The study indicates that all NSAID drugs increased the heart attack risk.

Last year, research indicated Celebrex and other COX-2 inhibitors carried the same heart attack risks as Aleve, Motrin and Advil, warning the drug was dangerous to patients in high doses.

The new study found that using Celebrex between 1 to 7 days increased a patient’s risk of heart attack by 24 percent. Taking Advil or Motrin for less than a week increased the risk by 48 percent and taking Aleve for a week or less increased the risk of heart attack by 53 percent. Using more than 1,200 mg a day of drugs like Advil, or 750 mg a day of Aleve was especially dangerous to patients.

Effects were also calculated for Voltaren, which is a prescription NSAID, and Vioxx, which was removed from the market several years ago due to the potential risk of heart attacks. Taking Voltaren for a week or less increased the risk of heart attack by 50 percent and taking Vioxx increased a patient’s risk by 58 percent.

Similarly, a study published in February indicated patients who had a cold or respiratory infection faced an increased risk of heart attack if they took Advil or Motrin while sick, indicating that the risk increased by more than three fold.

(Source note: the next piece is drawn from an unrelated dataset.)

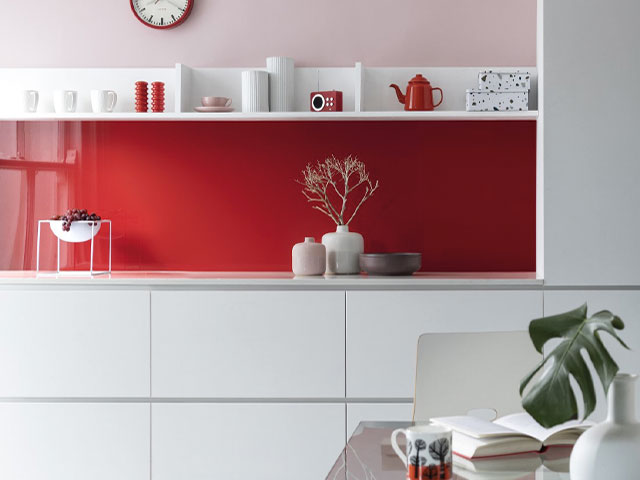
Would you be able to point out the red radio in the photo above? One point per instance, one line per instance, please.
(326, 101)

The risk was seen as early as one week after beginning the OTC medications and increased the longer the patient took the drugs and the higher the dose they took.

Researchers warn, if a patient has a heightened risk of heart attack already, they should avoid long-term use of NSAIDs and short-term use at high doses.

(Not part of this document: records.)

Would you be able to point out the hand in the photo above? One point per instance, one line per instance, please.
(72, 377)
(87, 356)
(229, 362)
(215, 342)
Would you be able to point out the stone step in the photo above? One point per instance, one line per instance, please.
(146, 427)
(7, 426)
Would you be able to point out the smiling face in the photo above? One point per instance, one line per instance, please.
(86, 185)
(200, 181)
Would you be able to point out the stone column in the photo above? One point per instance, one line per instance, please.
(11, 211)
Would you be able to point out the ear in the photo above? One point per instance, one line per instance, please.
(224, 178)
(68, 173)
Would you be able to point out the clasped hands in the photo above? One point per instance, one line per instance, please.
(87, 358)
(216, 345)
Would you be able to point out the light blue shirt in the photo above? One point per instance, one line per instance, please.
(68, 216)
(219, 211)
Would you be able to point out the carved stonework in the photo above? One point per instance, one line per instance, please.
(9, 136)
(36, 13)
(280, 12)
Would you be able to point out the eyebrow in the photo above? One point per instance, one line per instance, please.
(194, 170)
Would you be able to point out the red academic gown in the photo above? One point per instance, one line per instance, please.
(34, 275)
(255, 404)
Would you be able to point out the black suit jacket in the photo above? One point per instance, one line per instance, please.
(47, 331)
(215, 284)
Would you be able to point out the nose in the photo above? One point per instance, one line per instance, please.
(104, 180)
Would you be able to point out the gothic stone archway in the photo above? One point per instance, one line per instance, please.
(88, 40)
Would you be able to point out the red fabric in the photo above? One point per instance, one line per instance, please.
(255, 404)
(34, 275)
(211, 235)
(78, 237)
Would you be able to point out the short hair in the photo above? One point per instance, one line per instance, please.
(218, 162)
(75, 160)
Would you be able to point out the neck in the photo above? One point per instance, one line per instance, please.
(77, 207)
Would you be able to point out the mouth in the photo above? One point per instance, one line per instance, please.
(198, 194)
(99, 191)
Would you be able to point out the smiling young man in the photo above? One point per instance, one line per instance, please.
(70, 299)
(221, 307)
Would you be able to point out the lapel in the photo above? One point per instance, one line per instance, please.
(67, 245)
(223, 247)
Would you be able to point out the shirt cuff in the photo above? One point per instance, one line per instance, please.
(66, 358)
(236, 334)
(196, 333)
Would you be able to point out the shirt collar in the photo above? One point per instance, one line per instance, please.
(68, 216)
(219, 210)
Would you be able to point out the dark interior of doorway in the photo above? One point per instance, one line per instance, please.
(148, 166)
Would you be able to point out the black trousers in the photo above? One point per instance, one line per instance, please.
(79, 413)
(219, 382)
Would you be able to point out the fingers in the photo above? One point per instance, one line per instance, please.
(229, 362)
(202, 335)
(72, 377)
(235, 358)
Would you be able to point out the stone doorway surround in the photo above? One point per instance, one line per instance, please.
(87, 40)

The FDA added a black box warning to NSAIDs in 2015, warning those with heart disease face an increased risk of heart attacks and strokes after using the drugs.

While the risk is increased for those with heart problems, patients with no heart problems or heart attack risk face a small absolute risk. The risk also appeared to decline after patients stopped taking the drugs completely, with a slight decline seen after 30 days and a decline to 11 percent increased risk between 30 days and one year of not taking the drugs.